With the rapid development of machine vision and the expansion of information technology, image and video data are increasingly being utilized across various domains. Modern life, work, and learning have become highly dependent on visual information. Compared to textual data, images offer greater intuitiveness and stronger expressive power [1]. A typical image often contains a scene composed of multiple objects. Understanding an image involves identifying these objects to perceive the overall environment. Therefore, scene recognition and object detection are closely related and represent key research directions in the field of machine vision.
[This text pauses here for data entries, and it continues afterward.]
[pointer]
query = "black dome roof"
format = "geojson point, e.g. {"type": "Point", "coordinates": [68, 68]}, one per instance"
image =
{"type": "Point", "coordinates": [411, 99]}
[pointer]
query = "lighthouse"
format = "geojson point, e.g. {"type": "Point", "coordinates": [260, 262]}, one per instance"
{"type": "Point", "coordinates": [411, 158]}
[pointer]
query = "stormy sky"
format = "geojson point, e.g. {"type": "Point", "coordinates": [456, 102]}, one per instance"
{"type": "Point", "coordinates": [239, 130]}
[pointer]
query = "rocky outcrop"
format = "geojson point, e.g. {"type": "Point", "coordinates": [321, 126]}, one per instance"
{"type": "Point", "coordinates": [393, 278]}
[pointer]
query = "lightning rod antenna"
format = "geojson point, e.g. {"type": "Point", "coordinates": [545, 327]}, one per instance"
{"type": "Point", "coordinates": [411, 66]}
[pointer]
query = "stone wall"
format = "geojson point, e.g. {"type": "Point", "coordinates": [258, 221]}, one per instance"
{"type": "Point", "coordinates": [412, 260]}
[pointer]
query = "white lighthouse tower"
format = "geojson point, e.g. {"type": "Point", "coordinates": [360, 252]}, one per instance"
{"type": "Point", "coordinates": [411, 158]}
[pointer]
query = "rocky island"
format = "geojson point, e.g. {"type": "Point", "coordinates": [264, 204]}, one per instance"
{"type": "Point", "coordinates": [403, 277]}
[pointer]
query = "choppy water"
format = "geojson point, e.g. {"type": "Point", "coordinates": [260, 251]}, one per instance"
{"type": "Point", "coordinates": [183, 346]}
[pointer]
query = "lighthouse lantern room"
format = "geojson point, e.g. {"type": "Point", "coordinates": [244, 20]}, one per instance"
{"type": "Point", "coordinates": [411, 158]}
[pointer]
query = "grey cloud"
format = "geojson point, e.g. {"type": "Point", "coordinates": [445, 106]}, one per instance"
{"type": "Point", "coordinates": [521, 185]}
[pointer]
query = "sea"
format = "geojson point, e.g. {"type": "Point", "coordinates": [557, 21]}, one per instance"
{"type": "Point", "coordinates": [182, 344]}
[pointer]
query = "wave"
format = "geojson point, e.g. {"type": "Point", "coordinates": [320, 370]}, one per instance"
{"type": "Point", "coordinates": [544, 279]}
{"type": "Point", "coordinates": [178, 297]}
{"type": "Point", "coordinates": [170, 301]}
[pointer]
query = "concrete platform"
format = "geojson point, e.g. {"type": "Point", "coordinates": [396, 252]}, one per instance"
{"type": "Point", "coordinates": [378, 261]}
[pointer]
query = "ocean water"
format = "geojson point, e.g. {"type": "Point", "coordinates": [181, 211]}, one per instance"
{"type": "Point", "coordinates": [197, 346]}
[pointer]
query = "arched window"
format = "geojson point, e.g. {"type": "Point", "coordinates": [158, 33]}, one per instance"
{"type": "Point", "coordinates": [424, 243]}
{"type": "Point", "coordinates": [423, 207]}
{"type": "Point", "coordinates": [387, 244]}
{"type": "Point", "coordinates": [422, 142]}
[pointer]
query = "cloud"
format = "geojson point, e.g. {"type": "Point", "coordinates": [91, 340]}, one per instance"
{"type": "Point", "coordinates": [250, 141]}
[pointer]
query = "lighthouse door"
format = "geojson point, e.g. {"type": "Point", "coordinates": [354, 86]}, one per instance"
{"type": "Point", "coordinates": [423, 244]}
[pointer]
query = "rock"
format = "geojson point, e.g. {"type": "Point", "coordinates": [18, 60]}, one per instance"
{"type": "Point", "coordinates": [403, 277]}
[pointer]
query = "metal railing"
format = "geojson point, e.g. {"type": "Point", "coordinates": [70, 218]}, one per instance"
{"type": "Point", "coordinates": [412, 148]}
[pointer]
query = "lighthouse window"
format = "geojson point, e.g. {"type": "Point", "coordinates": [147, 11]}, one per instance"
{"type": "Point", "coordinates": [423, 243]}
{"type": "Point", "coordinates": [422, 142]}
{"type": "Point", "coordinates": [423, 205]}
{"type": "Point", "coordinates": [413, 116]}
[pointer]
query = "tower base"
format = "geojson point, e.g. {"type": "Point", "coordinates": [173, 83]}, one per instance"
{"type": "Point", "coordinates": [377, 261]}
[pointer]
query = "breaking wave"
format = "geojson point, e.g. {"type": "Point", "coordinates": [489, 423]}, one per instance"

Scene recognition refers to the use of computational methods to analyze and interpret visual content, extracting object categories and their spatial positions to understand the scene context. Scenes can be broadly categorized into natural and artificial environments. Natural scenes include both indoor and outdoor settings formed through natural processes, while artificial scenes involve man-made elements such as people, vehicles, buildings, and infrastructure [2]. In natural scenes, object detection and scene recognition technologies help extract semantic information more effectively, supporting intelligent image classification and retrieval. In artificial scenes, these technologies enable fast identification of objects and environmental contexts, with wide applications in intelligent surveillance systems and autonomous driving.

Indoor scene understanding plays a crucial role in scene classification and is widely applied in smart homes, intelligent image retrieval, indoor monitoring, and service robotics. In smart home systems, these technologies monitor device status for automated control, enhancing user experience—for instance, by adjusting lighting or air conditioning based on room conditions [3]. In image classification tasks, object detection and scene recognition techniques allow for the automatic extraction of object categories and locations, replacing manual classification, improving efficiency, and reducing labor costs [4]. In video surveillance, they enable real-time detection of specific objects and events, allowing for immediate alerts and responses, thereby increasing monitoring effectiveness while reducing human intervention. In intelligent service robots, accurate indoor object detection and scene recognition enable better environmental awareness, helping robots perform complex tasks like object grasping and obstacle avoidance, thus improving task completion efficiency. Therefore, developing robust indoor object detection and scene recognition algorithms holds significant research value [5].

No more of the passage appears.